Early on, she had started to think about making a piece of theatre about her sister's death and, after the inquest, began work in earnest with her co-writer and director Martin M Bartelt, a former assistant to Pina Bausch.

"Most people don't make shows about their own sister's murder. But I'm a performer, and to me it just seemed really, really instinctive. I felt so exposed by Kate's murder. I felt much more exposed by bursting into tears on the tube at 11pm on a Friday night when I've had half a shandy than I do by doing the play.

"Part of it is definitely about wanting to do something, in the same way as people set up charities, or hold fun runs and tea parties.
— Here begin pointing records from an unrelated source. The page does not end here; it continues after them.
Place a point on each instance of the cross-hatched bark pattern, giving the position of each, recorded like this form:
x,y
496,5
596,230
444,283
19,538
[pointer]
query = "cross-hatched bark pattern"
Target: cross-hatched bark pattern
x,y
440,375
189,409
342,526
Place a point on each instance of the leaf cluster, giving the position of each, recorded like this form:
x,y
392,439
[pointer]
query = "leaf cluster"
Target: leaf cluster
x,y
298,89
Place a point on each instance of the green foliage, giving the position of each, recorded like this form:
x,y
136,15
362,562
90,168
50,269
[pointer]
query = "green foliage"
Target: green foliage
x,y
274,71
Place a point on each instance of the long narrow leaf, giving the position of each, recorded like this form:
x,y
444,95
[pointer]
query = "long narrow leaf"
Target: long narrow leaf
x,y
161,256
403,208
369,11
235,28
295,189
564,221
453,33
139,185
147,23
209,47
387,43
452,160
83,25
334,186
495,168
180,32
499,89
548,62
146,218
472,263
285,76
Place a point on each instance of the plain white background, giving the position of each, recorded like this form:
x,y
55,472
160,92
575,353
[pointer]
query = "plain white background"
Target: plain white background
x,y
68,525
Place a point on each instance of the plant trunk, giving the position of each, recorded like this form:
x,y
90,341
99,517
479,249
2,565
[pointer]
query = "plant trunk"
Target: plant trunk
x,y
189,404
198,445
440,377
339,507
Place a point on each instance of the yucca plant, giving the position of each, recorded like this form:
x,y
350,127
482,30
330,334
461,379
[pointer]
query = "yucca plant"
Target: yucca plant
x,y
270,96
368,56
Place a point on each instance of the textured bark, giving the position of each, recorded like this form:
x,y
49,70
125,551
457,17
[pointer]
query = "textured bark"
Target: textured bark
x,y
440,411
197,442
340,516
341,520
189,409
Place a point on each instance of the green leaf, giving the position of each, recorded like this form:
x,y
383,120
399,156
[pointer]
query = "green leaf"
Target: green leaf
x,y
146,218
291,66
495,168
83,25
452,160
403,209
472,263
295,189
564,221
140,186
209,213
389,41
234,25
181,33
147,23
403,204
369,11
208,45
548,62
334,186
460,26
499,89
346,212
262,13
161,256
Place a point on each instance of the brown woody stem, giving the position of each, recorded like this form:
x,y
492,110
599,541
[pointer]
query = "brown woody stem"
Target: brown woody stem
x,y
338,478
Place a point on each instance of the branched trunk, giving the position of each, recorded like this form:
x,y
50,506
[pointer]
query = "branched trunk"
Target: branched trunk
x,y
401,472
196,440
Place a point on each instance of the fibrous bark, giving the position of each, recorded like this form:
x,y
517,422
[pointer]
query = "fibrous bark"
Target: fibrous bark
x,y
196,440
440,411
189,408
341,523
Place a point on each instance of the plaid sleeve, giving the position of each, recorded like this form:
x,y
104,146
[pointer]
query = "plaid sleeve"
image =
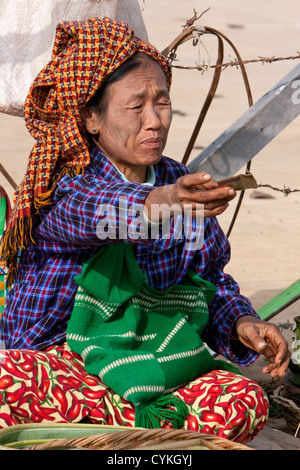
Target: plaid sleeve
x,y
87,211
228,304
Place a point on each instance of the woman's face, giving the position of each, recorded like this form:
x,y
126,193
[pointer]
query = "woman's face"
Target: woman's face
x,y
133,130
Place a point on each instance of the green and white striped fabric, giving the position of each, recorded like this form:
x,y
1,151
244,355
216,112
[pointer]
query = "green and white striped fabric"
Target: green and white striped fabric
x,y
141,342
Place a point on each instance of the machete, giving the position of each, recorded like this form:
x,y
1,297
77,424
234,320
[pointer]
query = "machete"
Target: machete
x,y
250,133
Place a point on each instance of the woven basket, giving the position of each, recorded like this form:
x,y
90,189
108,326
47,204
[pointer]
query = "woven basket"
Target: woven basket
x,y
288,397
149,439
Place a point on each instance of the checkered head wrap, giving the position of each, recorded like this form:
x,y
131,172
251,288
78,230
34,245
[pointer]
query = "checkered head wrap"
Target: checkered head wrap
x,y
84,55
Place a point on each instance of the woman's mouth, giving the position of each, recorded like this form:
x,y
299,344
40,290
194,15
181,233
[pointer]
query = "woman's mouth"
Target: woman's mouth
x,y
153,142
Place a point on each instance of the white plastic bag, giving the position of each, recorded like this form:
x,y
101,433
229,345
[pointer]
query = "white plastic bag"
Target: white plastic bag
x,y
27,32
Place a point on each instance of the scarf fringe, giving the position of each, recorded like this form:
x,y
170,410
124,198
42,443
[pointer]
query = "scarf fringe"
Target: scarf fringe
x,y
19,233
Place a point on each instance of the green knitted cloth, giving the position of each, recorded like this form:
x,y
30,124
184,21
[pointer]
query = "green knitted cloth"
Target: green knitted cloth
x,y
141,342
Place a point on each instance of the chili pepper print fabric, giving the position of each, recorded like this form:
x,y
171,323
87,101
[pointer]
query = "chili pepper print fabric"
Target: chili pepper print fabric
x,y
52,386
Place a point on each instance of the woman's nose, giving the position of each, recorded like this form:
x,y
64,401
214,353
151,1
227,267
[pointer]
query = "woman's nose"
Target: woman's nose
x,y
152,118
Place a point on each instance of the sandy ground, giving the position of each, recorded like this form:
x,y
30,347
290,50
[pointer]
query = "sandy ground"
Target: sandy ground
x,y
265,240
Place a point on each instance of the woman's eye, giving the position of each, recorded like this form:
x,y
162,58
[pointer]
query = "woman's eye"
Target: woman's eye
x,y
164,103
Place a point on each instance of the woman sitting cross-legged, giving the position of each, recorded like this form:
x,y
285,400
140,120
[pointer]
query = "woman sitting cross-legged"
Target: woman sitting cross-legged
x,y
116,260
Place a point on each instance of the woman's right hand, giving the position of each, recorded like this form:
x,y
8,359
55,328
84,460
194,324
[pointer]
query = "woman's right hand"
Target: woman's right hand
x,y
197,192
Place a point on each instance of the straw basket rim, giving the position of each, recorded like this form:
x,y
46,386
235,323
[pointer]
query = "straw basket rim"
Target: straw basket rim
x,y
143,439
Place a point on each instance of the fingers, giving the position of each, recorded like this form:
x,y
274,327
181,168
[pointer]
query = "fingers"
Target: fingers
x,y
200,188
266,339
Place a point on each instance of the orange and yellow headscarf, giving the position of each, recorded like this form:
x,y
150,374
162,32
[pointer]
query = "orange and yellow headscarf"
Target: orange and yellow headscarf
x,y
84,55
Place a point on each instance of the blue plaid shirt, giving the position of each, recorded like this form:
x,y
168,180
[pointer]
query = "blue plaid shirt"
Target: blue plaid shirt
x,y
39,305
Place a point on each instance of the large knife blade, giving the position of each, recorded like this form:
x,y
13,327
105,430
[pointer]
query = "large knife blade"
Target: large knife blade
x,y
249,134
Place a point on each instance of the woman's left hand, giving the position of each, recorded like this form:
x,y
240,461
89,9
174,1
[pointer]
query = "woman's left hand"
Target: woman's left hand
x,y
266,339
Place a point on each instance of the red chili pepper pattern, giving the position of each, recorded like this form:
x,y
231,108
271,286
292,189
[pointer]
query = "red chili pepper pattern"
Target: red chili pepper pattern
x,y
52,385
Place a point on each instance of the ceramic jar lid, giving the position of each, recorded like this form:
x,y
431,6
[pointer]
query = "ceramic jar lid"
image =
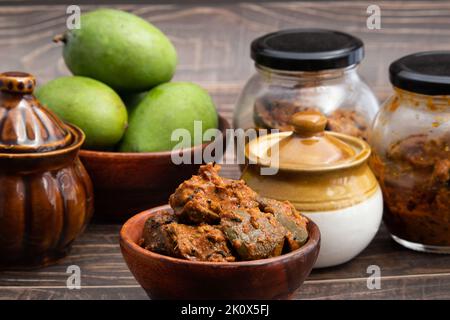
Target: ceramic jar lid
x,y
25,125
309,147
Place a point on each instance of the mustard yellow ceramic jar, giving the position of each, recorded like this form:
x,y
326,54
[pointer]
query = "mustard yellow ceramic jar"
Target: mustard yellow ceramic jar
x,y
325,175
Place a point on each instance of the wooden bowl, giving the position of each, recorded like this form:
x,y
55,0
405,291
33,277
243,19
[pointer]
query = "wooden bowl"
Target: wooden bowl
x,y
164,277
126,183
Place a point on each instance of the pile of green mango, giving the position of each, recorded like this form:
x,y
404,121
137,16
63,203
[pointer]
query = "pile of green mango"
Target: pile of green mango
x,y
120,93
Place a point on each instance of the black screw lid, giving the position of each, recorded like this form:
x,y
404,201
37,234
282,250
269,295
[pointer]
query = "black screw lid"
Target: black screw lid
x,y
307,50
424,72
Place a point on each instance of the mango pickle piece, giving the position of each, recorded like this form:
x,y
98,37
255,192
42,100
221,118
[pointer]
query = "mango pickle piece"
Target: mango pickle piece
x,y
253,234
198,243
153,238
290,218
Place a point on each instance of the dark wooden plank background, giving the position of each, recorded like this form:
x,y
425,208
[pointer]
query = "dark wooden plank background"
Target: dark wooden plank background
x,y
213,44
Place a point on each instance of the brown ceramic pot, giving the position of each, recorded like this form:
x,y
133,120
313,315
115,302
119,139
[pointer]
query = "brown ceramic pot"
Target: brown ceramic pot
x,y
164,277
45,192
126,183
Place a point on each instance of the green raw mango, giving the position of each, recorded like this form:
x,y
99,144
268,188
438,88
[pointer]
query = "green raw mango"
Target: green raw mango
x,y
89,104
132,100
165,108
119,49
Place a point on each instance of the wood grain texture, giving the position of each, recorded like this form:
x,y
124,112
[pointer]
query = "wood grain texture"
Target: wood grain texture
x,y
213,44
104,275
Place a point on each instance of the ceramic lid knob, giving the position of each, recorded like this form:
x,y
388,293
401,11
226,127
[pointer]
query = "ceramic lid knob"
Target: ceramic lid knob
x,y
25,125
19,82
308,123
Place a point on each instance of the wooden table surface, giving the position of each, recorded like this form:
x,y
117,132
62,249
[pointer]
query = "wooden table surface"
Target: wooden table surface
x,y
213,45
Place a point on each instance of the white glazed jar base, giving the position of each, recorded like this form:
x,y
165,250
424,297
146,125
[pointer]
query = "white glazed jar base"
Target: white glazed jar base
x,y
346,232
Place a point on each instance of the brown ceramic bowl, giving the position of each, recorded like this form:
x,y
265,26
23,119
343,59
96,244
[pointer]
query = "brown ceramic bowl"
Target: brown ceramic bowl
x,y
126,183
164,277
When a door is opened to you and you're shown a particular world, it changes you. You want to do something engaging and inviting, not feel like a victim. We hope through the particular of my narrative, it might resonate with people, help them to understand something that has happened to them, or someone they know."

She emphasises that, as a lifelong "news junkie" she believes that good foreign reporting is crucial, and that risks to journalists cannot be avoided. "But we feel there should be some sort of conversation about what we ask people to do and how we ask them to do it. These days, people are very interested in where their potatoes were grown, and if any radishes were harmed in the process of making a pie. We should be interested in the business of news, how people go, where they go, what they do while they're there."

• Sometimes I Laugh Like My Sister is at the Pleasance Courtyard, 1pm, until 30 August.